Another effect of the pills is a feeling of temporal displacement. I’m out at sea, lost in the past and the future, while real life plays out in real time on the distant beach. I grip my icy elbow and close my eyes.
(I see the shoreline, I see those whitecaps)
When the floating is really deep I find myself thinking about Fitzcarraldo. Not so much about our recent fight, when he hacked into my system and snooped around my files and fucked around with my blog shit. Rather, I’ve been thinking back, way back to seven years ago when we met at Oxford. It was October, the day of the fog. Fitz and I happened to be standing next to each other on Magdalen bridge when it descended from the sky. It was a thick-ass cloud, threatening as hell, unfurling in banners glowing yellow and gray in the hot pink light of the setting sun. We watched, dumbfounded, as the fog tendrils uncurled around steeples and spires and fell across building facades like locks of hair loosened from a bun. The bridge emptied out as people scurried this way and that. I was rocking an old school Jets varsity jacket--I remember looking down and seeing that the white leather of the arms were completely soaked. The busses and the cars slowed down to a stop as the traffic lights blinked a faint turquoise through the haze. People stumbled down the narrow streets, holding one arm out for balance and swatting at the air with the other.
At one point I took a few steps to the side, not seeing that a person was still standing there, and stopped just short of crashing into him. I looked up and saw a shock of white blonde hair. Hands pressed on my shoulders.
“Hello there,” the apparition said. His accent was American with a hint of something else.
I tried to say hello but to my embarrassment I ended up sneezing instead. Not once or twice but five or six times in a row, quick and hard.
“Goodness! Poor Dear!” he exclaimed, and pulled a monogrammed handkerchief from his suit pocket. I noticed a large ruby ring on his pinky finger. His nails were impeccably manicured. His wide forehead was furrowed with concern.
“Let’s get you inside,” he said. “There’s a small boite just around the corner. I was just headed there for a pint.” He motioned to the other side of the bridge, already obscured by a wall of white.

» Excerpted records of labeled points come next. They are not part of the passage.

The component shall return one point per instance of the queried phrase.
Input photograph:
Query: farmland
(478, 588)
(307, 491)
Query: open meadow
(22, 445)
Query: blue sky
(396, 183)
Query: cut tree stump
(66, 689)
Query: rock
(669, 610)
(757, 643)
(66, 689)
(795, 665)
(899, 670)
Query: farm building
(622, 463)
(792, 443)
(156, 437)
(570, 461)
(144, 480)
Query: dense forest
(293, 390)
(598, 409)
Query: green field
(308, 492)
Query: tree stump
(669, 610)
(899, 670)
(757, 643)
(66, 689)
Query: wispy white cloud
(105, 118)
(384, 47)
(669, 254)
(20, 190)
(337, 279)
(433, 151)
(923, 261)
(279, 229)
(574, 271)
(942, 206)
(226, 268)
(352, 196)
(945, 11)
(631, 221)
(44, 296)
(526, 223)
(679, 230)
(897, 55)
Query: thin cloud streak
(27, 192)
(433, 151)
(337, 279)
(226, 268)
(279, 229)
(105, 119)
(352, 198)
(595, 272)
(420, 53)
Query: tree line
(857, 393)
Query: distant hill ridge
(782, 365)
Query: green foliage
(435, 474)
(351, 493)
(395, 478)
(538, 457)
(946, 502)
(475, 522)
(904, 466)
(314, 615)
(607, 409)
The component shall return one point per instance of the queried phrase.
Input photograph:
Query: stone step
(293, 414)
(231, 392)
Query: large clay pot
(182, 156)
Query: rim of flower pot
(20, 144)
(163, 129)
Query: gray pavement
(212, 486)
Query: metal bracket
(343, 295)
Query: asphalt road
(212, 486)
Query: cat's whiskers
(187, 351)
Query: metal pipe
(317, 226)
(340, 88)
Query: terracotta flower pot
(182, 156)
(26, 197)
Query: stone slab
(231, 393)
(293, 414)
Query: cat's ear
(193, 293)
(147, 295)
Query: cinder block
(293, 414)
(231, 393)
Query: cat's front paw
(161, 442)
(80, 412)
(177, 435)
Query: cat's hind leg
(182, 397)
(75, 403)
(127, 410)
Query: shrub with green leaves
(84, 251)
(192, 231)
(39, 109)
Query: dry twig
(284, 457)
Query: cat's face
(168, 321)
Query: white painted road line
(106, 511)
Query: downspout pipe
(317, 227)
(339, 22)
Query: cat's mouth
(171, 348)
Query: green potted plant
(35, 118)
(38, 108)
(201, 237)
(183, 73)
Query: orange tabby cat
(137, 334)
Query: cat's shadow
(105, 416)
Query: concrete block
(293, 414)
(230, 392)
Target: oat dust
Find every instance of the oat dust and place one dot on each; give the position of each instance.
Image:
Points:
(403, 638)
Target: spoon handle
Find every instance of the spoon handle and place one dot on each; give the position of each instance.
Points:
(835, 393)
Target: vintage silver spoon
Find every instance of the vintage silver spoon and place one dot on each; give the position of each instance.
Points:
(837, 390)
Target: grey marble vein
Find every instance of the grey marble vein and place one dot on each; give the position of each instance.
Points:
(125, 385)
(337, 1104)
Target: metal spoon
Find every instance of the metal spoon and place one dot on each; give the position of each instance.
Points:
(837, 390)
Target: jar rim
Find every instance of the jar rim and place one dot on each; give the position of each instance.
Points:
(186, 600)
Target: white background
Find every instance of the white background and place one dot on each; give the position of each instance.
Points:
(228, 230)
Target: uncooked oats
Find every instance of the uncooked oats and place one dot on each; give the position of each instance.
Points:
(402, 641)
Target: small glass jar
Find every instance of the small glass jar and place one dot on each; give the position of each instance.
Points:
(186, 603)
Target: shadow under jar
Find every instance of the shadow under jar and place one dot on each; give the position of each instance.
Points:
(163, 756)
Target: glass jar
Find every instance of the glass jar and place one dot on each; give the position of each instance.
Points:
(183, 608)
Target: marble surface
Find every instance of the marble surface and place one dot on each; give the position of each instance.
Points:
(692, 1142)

“What’s that smell?” I managed, as I fought the urge to sneeze. “The fog smells like some kind of chemical. Something familiar,” I said, and then I sneezed again as I allowed him to put his arm around me and steer me through the nothingness.
“It’s a sort of acidic humidity,” I said, pressing the handkerchief over my face.
“Yes, I was just thinking the same thing,” he said. I looked up and saw a mischievous, knowing look in his eye.
He gave me a half-smile, the first of thousands that I’d receive over the years.
“It smells like men’s cum--the same smell concrete gives off just before it’s going to rain.”